Через два года эти утверждения можно было спускать в канализацию — консорциум, в котором у Сороса была крупная доля, просто купил «Связьинвест«, то есть филантроп оказался собственником практически всех российских телекоммуникаций.
Надо отдать должное новой тогда российской власти, быстро после 2000-го разобравшейся в том, who is Mr. Soros.
И сам биржевой спекулянт, и его «Открытое общество», переводившее на русский и издававшее в том числе и книги Эндрю Бивора (тезис о «миллионах изнасилованных немок» принадлежит перу этого автора), были признаны persona non grata.
«Докупить» национальный телекоммуникационный холдинг тоже не удалось — Россия ввела правила прозрачности тендеров и неуклонно их соблюдала, что, разумеется, сломало возможность очередного гешефта филантропа.
Переключив внимание на ЕС, Сорос проявил не меньшую «щедрость»: в начале нулевых он финансово содействовал основанию Европейского совета по иностранным делам, НКО, сегодня ставшей ведущим мозговым центром по формированию тезисов внешней политики Евросоюза.
Не забыта и судебная ветвь общеевропейской власти — в ЕСПЧ, согласно докладу, подготовленному Советом Европы, большая часть юридического корпуса либо работала в НКО, спонсируемых биржевым спекулянтом, либо имела иные контакты, прямо подпадающие под формулировку «конфликт интересов».

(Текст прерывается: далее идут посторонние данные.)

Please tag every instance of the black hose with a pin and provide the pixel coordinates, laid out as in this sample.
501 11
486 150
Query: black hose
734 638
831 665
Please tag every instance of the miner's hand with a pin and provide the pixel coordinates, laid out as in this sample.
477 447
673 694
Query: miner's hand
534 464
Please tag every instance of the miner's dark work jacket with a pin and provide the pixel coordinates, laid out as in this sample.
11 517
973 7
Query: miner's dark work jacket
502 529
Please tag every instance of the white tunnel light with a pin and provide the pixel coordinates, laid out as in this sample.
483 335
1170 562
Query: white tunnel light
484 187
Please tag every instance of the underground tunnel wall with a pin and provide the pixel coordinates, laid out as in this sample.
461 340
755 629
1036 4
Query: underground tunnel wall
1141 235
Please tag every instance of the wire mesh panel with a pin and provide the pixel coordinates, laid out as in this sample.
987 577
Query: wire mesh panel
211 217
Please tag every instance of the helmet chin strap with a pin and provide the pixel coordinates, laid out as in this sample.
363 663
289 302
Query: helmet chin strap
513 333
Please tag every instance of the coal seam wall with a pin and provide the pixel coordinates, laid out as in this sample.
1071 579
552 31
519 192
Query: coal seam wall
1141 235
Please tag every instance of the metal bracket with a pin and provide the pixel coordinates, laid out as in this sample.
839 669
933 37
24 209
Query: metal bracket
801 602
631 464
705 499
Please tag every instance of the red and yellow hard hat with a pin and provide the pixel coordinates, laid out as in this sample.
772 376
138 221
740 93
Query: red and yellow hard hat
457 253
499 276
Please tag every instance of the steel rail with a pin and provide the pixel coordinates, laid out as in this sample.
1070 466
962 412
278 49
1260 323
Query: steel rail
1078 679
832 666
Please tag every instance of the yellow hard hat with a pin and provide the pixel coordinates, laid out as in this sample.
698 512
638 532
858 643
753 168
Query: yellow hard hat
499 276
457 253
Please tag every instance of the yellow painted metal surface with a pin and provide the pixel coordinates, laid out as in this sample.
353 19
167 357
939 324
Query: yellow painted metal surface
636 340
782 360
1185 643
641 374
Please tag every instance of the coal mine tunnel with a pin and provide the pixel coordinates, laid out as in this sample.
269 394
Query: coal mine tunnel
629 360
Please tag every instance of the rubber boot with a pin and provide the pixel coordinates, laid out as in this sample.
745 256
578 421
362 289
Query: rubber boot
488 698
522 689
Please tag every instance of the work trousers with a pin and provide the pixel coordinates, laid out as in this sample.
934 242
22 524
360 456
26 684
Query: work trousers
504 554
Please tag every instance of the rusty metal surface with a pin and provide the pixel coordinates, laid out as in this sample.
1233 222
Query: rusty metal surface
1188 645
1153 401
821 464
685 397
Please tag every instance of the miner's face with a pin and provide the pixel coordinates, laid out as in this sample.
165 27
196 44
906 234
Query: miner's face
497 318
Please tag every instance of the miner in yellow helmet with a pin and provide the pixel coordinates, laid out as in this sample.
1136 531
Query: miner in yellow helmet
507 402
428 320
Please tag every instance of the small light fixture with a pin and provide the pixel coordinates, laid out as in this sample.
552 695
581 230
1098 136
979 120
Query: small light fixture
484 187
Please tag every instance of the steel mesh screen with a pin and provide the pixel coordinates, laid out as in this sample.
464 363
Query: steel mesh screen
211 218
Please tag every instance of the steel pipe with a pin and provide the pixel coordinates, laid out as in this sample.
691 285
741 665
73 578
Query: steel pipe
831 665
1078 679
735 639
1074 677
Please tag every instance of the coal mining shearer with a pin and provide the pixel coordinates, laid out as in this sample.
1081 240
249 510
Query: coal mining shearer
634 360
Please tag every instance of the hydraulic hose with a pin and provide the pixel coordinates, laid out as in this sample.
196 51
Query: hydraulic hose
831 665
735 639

Но это, как и разговоры о том, что Сорос стоит за финансированием перемещений нелегалов в страны ЕС, остается лишь печатными знаками на бумаге и битами сетевой информации.
Никаких мер по ограждению стран от деятельности Сороса пока не наблюдается, и вряд ли они появятся в дальнейшем (Венгрия и Орбан — исключение, правило подтверждающее).
Поэтому сомневаться в том, что Францию, а затем и каждую страну в ЕС, желающую остановить распространение наркотиков и/или нелегалов, ждут иски, увы, не приходится.
В общей сложности фонд Open Society, куда входят многочисленные НКО, сегодня имеет в своем активе не менее 17 миллиардов долларов.
У государств ЕС, пытающихся справиться и с захлестнувшей их волной нелегалов, и связанным с этим явлением приливом наркотрафика, слишком мало денежных ресурсов и совершенно отсутствует политическая воля, чтобы попросить незваного «благодетеля» за порог.
А то, что за новый «черный» день, вторник ли, понедельник, среду, когда очередной торговец наркотиками застрелит жандарма или очередной нелегал совершит теракт, заплатят жизнями и благополучием обычные люди, абсолютно очевидная перспектива.
Такова она, цена этого Open Society, открытого общества, когда вредоносные идеи и доктрины, использующиеся исключительно для обогащения немногих, берут верх над благоразумием и заботой обо всех.